By Abigail Carroll. Vegetarian Lifestyle. At Friday, May 03rd 2019, 20:53:58 PM.
A vegetarian diet that includes dairy products and eggs (lacto-ovo) is the best choice for growing teens. A more strict vegetarian diet may fail to meet a teen's need for certain nutrients, such as iron, zinc, calcium, and vitamins D and B12. If you are concerned that your child is not getting enough of these important nutrients, talk to your doctor, who may recommend a vitamin and mineral supplement. The good news for young vegetarians — and their parents — is that many schools are offering vegetarian fare, including salad bars and other healthy vegetarian choices. Schools publish lists of upcoming lunch menus; be sure to scan them to see if your child will have a vegetarian choice. If not, you can pack lunch.

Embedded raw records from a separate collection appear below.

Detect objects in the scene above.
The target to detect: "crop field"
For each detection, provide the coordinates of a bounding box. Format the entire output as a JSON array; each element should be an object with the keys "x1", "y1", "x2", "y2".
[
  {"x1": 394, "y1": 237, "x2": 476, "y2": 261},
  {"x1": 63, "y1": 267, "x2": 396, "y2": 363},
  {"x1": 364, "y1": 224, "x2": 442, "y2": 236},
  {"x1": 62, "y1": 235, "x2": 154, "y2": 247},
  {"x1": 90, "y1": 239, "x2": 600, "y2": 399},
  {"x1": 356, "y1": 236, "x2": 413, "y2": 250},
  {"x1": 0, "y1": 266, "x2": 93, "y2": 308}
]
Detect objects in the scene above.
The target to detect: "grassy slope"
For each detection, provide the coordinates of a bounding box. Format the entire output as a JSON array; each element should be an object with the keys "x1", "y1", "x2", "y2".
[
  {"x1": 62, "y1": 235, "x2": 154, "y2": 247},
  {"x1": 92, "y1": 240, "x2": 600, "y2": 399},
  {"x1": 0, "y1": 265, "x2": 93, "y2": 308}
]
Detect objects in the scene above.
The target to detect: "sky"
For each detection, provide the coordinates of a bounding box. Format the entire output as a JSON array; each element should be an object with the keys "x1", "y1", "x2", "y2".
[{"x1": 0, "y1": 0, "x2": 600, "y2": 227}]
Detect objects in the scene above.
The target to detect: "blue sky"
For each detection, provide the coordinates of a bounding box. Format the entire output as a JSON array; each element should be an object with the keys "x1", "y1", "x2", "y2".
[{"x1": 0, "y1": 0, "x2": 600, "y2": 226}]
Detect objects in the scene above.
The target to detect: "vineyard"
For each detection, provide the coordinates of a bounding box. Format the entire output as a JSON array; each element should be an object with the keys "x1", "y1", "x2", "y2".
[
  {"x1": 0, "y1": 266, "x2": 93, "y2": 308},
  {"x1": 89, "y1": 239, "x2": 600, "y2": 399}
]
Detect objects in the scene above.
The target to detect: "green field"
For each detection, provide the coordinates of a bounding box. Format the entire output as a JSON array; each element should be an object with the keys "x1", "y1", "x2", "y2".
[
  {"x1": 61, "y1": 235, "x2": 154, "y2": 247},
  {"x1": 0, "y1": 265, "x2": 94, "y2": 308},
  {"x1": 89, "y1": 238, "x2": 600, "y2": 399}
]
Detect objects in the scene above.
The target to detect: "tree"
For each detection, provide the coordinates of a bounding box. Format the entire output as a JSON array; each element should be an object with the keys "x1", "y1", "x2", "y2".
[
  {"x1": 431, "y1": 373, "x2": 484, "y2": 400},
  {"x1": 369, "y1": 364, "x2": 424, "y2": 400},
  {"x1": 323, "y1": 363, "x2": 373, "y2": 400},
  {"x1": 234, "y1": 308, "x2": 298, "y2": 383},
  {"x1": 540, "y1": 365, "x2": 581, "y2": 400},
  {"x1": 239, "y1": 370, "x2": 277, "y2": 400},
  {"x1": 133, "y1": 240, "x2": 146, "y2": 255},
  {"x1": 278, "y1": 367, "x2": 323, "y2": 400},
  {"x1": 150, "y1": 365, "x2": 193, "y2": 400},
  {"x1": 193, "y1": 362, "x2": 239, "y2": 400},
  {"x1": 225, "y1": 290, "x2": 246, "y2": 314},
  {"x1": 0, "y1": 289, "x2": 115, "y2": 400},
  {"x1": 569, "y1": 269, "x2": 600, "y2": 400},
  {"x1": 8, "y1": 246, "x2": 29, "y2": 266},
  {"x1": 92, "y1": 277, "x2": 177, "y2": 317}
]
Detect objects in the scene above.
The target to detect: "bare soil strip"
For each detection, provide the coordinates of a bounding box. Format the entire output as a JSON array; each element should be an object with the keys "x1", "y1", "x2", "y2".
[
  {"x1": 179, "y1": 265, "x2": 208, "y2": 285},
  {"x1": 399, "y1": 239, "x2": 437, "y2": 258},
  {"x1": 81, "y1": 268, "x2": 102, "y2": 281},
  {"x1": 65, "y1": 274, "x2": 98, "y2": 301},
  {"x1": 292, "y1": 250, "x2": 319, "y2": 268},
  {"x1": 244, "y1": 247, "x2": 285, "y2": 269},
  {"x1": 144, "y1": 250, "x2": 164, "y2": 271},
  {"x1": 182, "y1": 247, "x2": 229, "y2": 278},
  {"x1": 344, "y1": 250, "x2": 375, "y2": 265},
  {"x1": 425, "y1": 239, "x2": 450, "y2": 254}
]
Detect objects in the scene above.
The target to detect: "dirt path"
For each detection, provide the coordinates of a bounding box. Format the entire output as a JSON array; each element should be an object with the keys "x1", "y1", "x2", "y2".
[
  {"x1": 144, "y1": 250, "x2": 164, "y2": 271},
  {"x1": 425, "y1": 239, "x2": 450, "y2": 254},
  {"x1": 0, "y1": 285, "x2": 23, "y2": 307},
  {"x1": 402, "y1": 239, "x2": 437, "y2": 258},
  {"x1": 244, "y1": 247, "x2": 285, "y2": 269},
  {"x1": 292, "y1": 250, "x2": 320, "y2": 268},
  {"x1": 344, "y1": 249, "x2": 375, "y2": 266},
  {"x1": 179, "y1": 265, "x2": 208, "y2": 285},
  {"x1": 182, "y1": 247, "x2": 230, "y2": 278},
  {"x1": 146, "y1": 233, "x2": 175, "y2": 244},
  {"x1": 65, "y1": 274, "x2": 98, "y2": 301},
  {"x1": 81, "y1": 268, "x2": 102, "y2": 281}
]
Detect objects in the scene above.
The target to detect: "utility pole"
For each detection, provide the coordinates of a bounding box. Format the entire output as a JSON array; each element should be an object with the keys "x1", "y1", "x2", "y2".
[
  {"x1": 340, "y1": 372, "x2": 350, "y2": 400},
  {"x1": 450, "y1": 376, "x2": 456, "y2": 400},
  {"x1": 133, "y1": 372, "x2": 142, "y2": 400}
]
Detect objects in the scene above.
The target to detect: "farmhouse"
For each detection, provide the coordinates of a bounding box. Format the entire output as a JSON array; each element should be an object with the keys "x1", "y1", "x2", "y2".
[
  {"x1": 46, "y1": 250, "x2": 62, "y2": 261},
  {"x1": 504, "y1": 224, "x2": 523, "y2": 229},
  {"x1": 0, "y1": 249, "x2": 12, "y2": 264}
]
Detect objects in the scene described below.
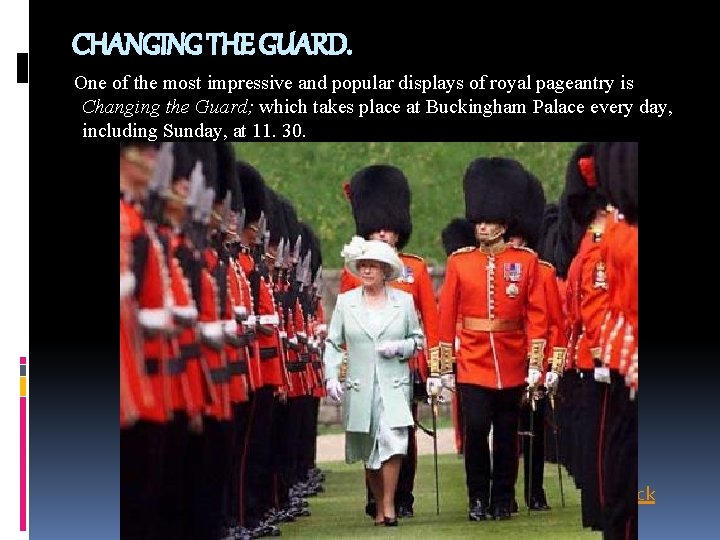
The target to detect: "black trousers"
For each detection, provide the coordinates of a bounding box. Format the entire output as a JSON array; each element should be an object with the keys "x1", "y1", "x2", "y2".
[
  {"x1": 395, "y1": 401, "x2": 418, "y2": 510},
  {"x1": 580, "y1": 370, "x2": 608, "y2": 530},
  {"x1": 240, "y1": 386, "x2": 275, "y2": 528},
  {"x1": 193, "y1": 417, "x2": 232, "y2": 540},
  {"x1": 555, "y1": 370, "x2": 582, "y2": 489},
  {"x1": 120, "y1": 420, "x2": 167, "y2": 540},
  {"x1": 270, "y1": 398, "x2": 292, "y2": 509},
  {"x1": 603, "y1": 372, "x2": 638, "y2": 540},
  {"x1": 457, "y1": 384, "x2": 524, "y2": 508},
  {"x1": 157, "y1": 411, "x2": 190, "y2": 540},
  {"x1": 231, "y1": 402, "x2": 250, "y2": 525},
  {"x1": 519, "y1": 397, "x2": 548, "y2": 505}
]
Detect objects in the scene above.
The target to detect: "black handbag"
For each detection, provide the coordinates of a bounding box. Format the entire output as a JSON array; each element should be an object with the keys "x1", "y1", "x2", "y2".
[{"x1": 411, "y1": 368, "x2": 429, "y2": 403}]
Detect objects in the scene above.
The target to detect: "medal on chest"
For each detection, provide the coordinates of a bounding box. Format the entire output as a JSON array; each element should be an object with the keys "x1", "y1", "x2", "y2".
[
  {"x1": 503, "y1": 263, "x2": 522, "y2": 298},
  {"x1": 398, "y1": 265, "x2": 415, "y2": 283}
]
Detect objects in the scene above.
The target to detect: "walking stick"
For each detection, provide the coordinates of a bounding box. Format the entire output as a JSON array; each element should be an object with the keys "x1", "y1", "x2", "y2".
[
  {"x1": 431, "y1": 396, "x2": 440, "y2": 516},
  {"x1": 550, "y1": 394, "x2": 565, "y2": 508},
  {"x1": 525, "y1": 388, "x2": 535, "y2": 514}
]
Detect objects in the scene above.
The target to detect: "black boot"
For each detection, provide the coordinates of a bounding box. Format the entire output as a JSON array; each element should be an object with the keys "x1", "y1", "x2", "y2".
[{"x1": 468, "y1": 499, "x2": 488, "y2": 521}]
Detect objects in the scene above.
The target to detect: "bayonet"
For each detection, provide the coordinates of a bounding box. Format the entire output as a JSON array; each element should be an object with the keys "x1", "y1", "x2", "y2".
[
  {"x1": 148, "y1": 143, "x2": 174, "y2": 195},
  {"x1": 236, "y1": 208, "x2": 245, "y2": 234},
  {"x1": 293, "y1": 234, "x2": 302, "y2": 263},
  {"x1": 273, "y1": 238, "x2": 285, "y2": 268},
  {"x1": 283, "y1": 238, "x2": 296, "y2": 266}
]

People choose vegetarian diets for many reasons, including personal preference, health concerns, dislike for meat or other food from animals, or they believe a plant-based diet is healthier. Some adopt a vegetarian lifestyle for ethical reasons. Many vegetarians, for example, avoid meat because they do not want animals killed or harmed. These individuals may object to the treatment of animals raised on industrial farms. The environment is an additional concern for some vegetarians. Issues have been cited concerning all aspects of the environment, such as animal waste from factory farms polluting the land and water or forests that are cut down to make room for grazing cattle.
The Dietary Guidelines state that most people should replace at least two servings of meat per week with fish and seafood. Replacing all meat and poultry in a semi-vegetarian diet with fish and seafood helps to accomplish this. In addition, this serves as your second step toward adopting a fully vegetarian diet. With only one animal food group remaining, you can now drop the "semi-vegetarian" label and identify yourself as a "Pescatarian" or "pesco-vegetarian." This step has the added benefit of reducing your fat and caloric intake, as fish and vegetable protein sources are generally leaner than meat and poultry.